None of this is to impugn the intentions of China Matters’ staff or board members — far from it. The point is merely to explain a microcosm of Canberra and the tactics deployed at the nexus of power, where business and lobby groups battle politicians for policy control.
China Matters is backed by pro-China big business and is registered as a charity. But it is, in effect, an outsourced policy organisation — despite stating consistently that it does not hold any institutional views.
This stands in stark contradiction to government policy that is increasingly wary of the Communist Party, particularly in terms of its growing and well-documented influence within Australian institutions.
China Matters’ strategy can be seen in one of its all-expenses-paid “study tours” by the federal opposition’s deputy leader and foreign affairs spokesperson Richard Marles along with frontbencher Tanya Plibersek. This tour largely involved meetings with CCP officials. Marles failed to raise, in public or private, the detention and possible torture of Australian writer Yang Hengjun.

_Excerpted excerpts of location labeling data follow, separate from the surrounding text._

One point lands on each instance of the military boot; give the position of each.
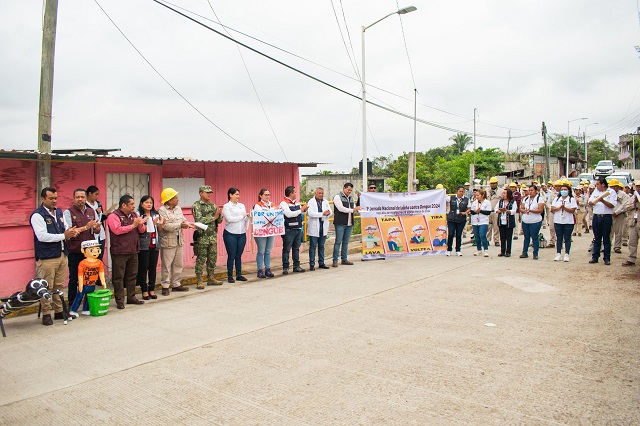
(211, 279)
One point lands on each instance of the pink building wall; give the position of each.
(19, 199)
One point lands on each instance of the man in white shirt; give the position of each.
(343, 210)
(49, 235)
(603, 201)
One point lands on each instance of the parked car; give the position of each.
(586, 176)
(624, 180)
(605, 168)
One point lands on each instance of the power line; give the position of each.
(174, 89)
(255, 90)
(344, 42)
(430, 123)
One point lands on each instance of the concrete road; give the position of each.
(416, 341)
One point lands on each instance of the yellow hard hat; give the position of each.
(167, 194)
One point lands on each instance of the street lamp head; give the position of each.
(407, 10)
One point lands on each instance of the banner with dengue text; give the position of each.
(403, 224)
(268, 222)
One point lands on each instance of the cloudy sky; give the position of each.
(518, 62)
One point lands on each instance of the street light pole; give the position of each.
(586, 151)
(364, 93)
(566, 172)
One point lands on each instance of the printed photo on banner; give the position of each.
(403, 224)
(268, 222)
(438, 231)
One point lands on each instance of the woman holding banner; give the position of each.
(264, 243)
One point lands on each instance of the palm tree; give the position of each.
(461, 141)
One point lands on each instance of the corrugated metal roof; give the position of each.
(17, 153)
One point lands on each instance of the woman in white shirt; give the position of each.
(234, 236)
(264, 243)
(532, 208)
(480, 211)
(562, 208)
(506, 210)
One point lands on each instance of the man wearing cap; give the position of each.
(124, 227)
(206, 244)
(633, 208)
(554, 192)
(171, 241)
(619, 216)
(603, 201)
(494, 195)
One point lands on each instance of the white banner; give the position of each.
(403, 224)
(268, 222)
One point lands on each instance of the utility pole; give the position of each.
(546, 153)
(46, 94)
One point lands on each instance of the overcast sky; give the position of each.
(518, 62)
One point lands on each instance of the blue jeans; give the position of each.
(265, 244)
(319, 243)
(602, 236)
(455, 230)
(531, 231)
(291, 241)
(563, 232)
(480, 236)
(343, 233)
(86, 289)
(234, 243)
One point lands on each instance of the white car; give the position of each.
(605, 168)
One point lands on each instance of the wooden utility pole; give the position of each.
(46, 94)
(546, 153)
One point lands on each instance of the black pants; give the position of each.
(147, 265)
(455, 229)
(74, 261)
(506, 235)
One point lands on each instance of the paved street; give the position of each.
(411, 341)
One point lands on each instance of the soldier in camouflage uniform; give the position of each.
(206, 246)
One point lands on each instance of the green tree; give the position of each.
(461, 141)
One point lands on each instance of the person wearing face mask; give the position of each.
(457, 219)
(562, 208)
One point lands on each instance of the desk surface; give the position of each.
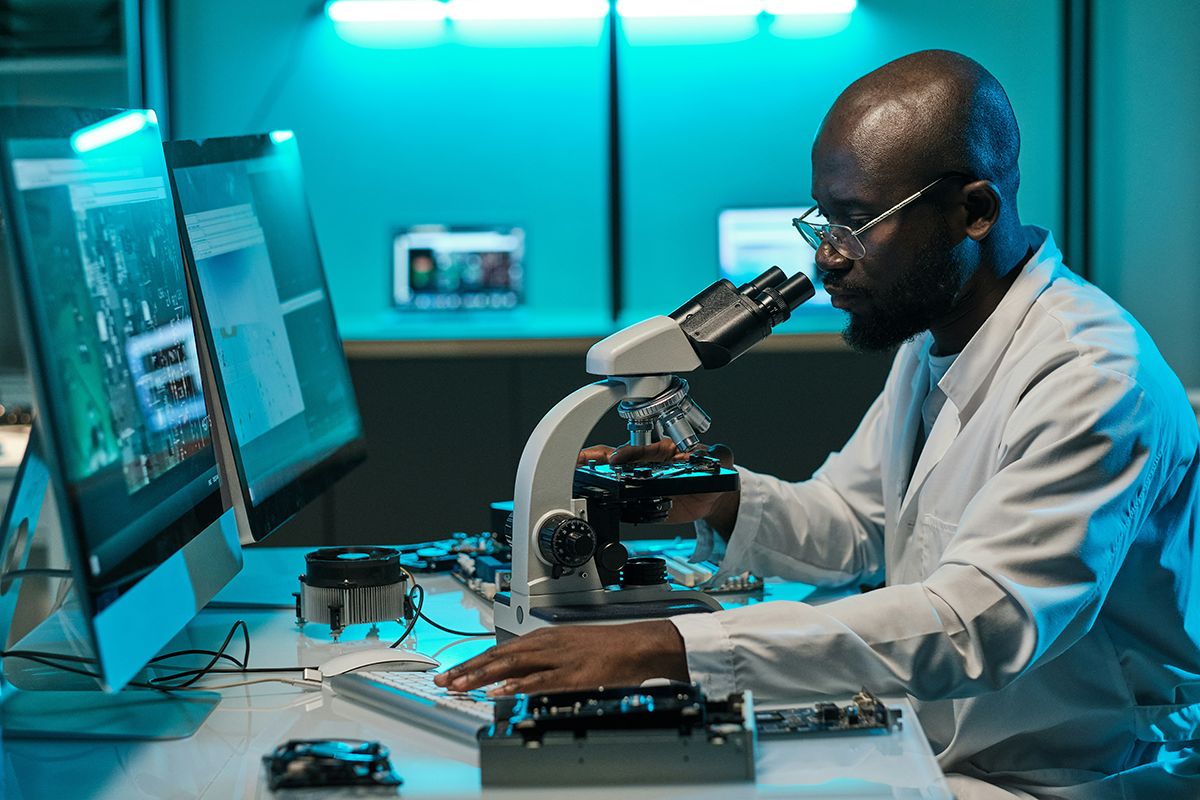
(223, 759)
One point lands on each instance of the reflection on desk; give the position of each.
(225, 758)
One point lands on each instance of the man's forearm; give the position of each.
(724, 515)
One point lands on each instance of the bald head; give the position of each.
(924, 115)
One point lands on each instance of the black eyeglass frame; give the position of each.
(841, 238)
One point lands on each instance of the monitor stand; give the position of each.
(40, 702)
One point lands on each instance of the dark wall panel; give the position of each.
(445, 435)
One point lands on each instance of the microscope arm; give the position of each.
(545, 480)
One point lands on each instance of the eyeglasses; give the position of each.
(841, 238)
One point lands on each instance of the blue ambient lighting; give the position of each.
(385, 11)
(435, 10)
(425, 23)
(112, 130)
(780, 7)
(689, 7)
(527, 8)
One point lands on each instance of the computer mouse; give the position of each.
(378, 660)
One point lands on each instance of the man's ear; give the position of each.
(982, 202)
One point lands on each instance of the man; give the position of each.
(1025, 485)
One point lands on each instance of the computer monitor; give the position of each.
(121, 431)
(288, 411)
(753, 240)
(449, 269)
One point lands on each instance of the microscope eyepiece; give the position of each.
(768, 280)
(721, 322)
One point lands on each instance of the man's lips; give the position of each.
(841, 298)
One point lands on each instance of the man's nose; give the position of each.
(831, 260)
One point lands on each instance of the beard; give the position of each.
(922, 295)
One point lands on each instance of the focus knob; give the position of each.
(567, 541)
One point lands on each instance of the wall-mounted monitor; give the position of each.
(754, 240)
(450, 269)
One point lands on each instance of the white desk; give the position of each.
(225, 758)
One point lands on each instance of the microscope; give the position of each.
(568, 563)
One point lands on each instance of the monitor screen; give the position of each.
(94, 254)
(437, 268)
(285, 389)
(753, 240)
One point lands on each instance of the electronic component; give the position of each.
(864, 713)
(329, 762)
(696, 475)
(413, 698)
(687, 573)
(635, 734)
(352, 585)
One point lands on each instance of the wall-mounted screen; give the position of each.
(753, 240)
(439, 269)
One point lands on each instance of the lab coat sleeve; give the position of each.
(1023, 576)
(827, 530)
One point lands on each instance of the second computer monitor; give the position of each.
(289, 414)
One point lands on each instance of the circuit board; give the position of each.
(863, 713)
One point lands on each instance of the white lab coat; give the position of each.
(1041, 606)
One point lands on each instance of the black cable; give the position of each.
(197, 674)
(417, 615)
(450, 630)
(37, 572)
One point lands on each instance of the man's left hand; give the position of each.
(575, 656)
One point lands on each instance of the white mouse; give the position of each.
(379, 660)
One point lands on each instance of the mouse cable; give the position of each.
(412, 579)
(450, 630)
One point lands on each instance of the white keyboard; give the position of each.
(412, 697)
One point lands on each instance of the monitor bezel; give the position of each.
(121, 636)
(281, 505)
(409, 310)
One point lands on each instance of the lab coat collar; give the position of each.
(969, 377)
(972, 371)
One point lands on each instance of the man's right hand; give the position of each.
(719, 510)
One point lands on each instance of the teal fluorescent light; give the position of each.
(379, 11)
(781, 7)
(112, 130)
(527, 8)
(689, 7)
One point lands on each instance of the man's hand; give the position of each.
(575, 656)
(720, 509)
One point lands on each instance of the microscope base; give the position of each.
(515, 621)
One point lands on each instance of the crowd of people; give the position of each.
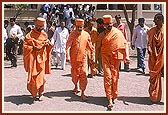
(68, 34)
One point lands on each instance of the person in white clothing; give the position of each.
(140, 40)
(59, 40)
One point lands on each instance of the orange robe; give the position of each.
(36, 63)
(113, 50)
(155, 63)
(77, 47)
(93, 34)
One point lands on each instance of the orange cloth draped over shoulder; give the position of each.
(155, 63)
(93, 34)
(113, 50)
(36, 62)
(77, 46)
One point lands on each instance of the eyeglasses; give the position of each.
(79, 26)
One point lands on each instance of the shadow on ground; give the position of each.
(19, 99)
(137, 100)
(102, 101)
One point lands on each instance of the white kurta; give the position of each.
(59, 40)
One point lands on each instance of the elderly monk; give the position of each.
(156, 57)
(93, 34)
(37, 50)
(114, 48)
(78, 44)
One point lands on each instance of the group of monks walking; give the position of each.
(108, 46)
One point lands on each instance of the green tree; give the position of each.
(131, 23)
(20, 9)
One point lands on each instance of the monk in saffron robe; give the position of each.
(93, 34)
(77, 46)
(114, 48)
(37, 50)
(156, 58)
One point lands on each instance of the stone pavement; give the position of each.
(58, 98)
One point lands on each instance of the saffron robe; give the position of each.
(36, 62)
(77, 47)
(114, 48)
(155, 62)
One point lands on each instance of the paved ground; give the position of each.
(132, 96)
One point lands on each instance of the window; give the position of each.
(157, 6)
(146, 6)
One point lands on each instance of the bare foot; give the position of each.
(110, 105)
(75, 91)
(113, 101)
(84, 97)
(41, 97)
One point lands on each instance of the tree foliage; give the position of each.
(131, 23)
(20, 9)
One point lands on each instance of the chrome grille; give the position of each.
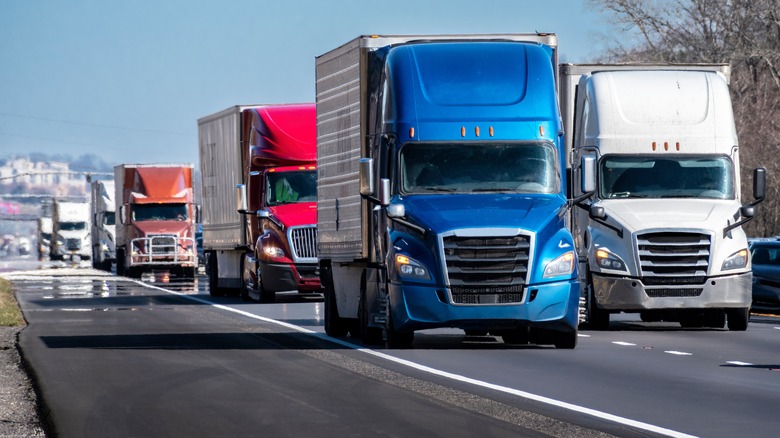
(673, 264)
(303, 241)
(487, 269)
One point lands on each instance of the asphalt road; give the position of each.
(114, 357)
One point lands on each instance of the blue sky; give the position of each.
(127, 80)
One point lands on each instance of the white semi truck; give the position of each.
(661, 234)
(103, 224)
(70, 231)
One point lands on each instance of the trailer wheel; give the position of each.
(335, 326)
(369, 335)
(738, 319)
(212, 273)
(120, 261)
(396, 339)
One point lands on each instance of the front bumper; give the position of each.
(621, 293)
(279, 277)
(550, 305)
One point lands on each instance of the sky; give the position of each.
(128, 80)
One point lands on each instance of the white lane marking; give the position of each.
(440, 373)
(736, 362)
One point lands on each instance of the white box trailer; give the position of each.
(661, 234)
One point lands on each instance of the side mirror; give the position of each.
(241, 203)
(759, 183)
(588, 174)
(396, 210)
(366, 176)
(597, 212)
(384, 192)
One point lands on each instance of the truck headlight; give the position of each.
(408, 267)
(736, 260)
(561, 265)
(607, 260)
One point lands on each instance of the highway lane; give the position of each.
(654, 377)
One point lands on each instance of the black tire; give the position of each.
(212, 273)
(518, 336)
(369, 335)
(565, 340)
(598, 319)
(243, 288)
(335, 326)
(396, 339)
(737, 319)
(120, 261)
(474, 332)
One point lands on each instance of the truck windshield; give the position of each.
(160, 212)
(499, 167)
(668, 177)
(291, 187)
(73, 226)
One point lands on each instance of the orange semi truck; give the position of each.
(156, 219)
(263, 240)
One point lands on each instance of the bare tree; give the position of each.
(743, 33)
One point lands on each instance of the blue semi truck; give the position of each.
(441, 192)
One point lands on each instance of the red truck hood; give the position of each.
(182, 229)
(292, 215)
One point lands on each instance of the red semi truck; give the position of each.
(156, 219)
(259, 200)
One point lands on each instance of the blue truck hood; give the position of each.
(441, 213)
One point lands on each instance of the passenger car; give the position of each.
(765, 255)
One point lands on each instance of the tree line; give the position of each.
(742, 33)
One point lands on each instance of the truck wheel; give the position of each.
(397, 339)
(335, 326)
(566, 340)
(518, 336)
(120, 261)
(266, 296)
(598, 319)
(243, 287)
(369, 335)
(738, 319)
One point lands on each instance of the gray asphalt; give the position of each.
(112, 358)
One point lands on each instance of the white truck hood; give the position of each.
(639, 214)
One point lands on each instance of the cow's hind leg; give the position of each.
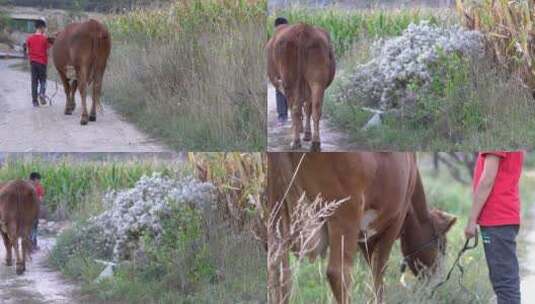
(308, 113)
(19, 265)
(297, 121)
(97, 90)
(343, 247)
(82, 84)
(9, 251)
(67, 89)
(317, 92)
(72, 95)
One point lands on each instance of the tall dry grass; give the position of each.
(192, 73)
(509, 29)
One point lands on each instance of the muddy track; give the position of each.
(24, 128)
(39, 284)
(527, 262)
(280, 136)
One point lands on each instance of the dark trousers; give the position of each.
(282, 106)
(500, 251)
(33, 233)
(38, 78)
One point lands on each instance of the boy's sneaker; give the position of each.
(42, 99)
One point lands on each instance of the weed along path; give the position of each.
(39, 284)
(280, 136)
(24, 128)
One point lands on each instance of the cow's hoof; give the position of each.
(20, 269)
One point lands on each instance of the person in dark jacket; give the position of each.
(37, 46)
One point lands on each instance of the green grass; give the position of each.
(203, 256)
(192, 73)
(348, 27)
(310, 282)
(462, 110)
(470, 106)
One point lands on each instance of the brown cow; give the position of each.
(18, 210)
(386, 202)
(84, 47)
(301, 65)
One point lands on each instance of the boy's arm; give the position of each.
(482, 192)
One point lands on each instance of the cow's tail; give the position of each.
(301, 57)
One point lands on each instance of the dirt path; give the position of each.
(39, 284)
(280, 137)
(24, 128)
(528, 261)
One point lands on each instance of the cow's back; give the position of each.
(297, 50)
(385, 180)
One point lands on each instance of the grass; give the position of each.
(348, 27)
(310, 282)
(464, 109)
(192, 73)
(73, 189)
(196, 259)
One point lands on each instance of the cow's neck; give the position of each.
(418, 228)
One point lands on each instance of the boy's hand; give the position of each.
(470, 230)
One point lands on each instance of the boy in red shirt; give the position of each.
(496, 209)
(35, 179)
(37, 45)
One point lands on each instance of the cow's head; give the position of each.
(423, 253)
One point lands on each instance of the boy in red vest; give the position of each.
(37, 46)
(35, 179)
(496, 209)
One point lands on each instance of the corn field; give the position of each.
(73, 187)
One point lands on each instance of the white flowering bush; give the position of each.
(137, 212)
(402, 61)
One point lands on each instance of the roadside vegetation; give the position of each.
(172, 229)
(191, 73)
(310, 282)
(462, 102)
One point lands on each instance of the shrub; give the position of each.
(399, 62)
(192, 73)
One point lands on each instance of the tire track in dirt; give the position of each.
(24, 128)
(39, 284)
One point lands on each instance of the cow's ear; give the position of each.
(445, 220)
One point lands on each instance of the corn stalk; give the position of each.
(240, 179)
(508, 28)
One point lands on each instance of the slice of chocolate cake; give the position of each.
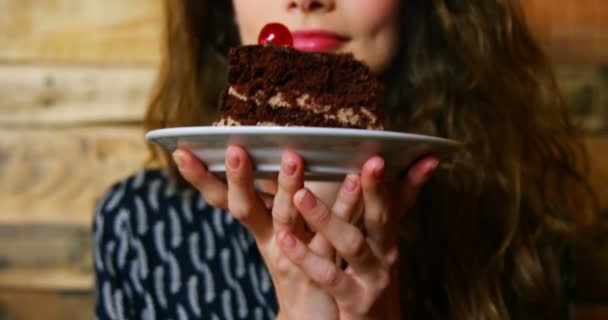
(271, 85)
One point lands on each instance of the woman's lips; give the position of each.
(317, 40)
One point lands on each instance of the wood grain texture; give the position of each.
(571, 30)
(55, 176)
(46, 257)
(109, 31)
(49, 95)
(17, 305)
(35, 305)
(115, 31)
(585, 88)
(597, 146)
(591, 312)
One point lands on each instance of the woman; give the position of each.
(481, 236)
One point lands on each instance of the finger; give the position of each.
(291, 178)
(320, 270)
(346, 204)
(418, 174)
(211, 187)
(321, 247)
(243, 201)
(267, 186)
(348, 240)
(376, 213)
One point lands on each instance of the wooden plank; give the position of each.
(46, 257)
(591, 312)
(130, 31)
(17, 305)
(585, 88)
(73, 95)
(571, 30)
(55, 176)
(33, 305)
(597, 146)
(109, 31)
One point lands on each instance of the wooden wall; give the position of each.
(74, 79)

Instead, he gave what was widely seen as a pro-Beijing speech.
China Matters’ soft-peddling of any criticism of the Chinese government is stark in its major piece of policy work released in this year, entitled A New China Narrative for Australia.
China’s appalling human rights record and its concentration camps in Xinjiang that house Muslim Uyghurs, Kazakhs, and other central Asian ethnic minorities, was covered off in just two sentences. And the South China Sea? It isn’t even mentioned once. Really.
The paper does raise concerns over foreign influence but, unsurprisingly, it mimics the bloodless sort of downplaying from the DFAT copybook. Fine, but why pay someone else to write it?
Things for China Matters were not going well ahead of the Hastie/Patterson affair, according to people familiar with the organisation. Crikey has learned that senior bureaucrats are increasingly dissatisfied with the value for money they are getting from the think tank, something that was made known to the group’s co-founder and deputy chair Linda Jakobson, according to people who attended the group’s Eighth National Meeting held in October before the Hastie/Patterson stuff-up became public.
The attendee list to that function makes for interesting reading, suggesting that the secretaries who once reveled in their own little China club are maybe heading for the exit. Only one departmental secretary and two deputies showed. The Attorney-General’s Department, Home Affairs and Defence sent nobody (though two senior military officers attended).
China Matters is a clear example of policy outsourcing, the ultimate diplomatic arse-covering exercise. But, in this instance, outsourcing is eating itself. An eight-person organisation has been casually handed responsibility for managing a significant international relationship. It’s even more ludcicrous that China Matters is funded (for a relatively small amount) in part by the diplomats who are paid to avoid — and probably would have — both the Marles and the Hastie/Patterson embarrassments.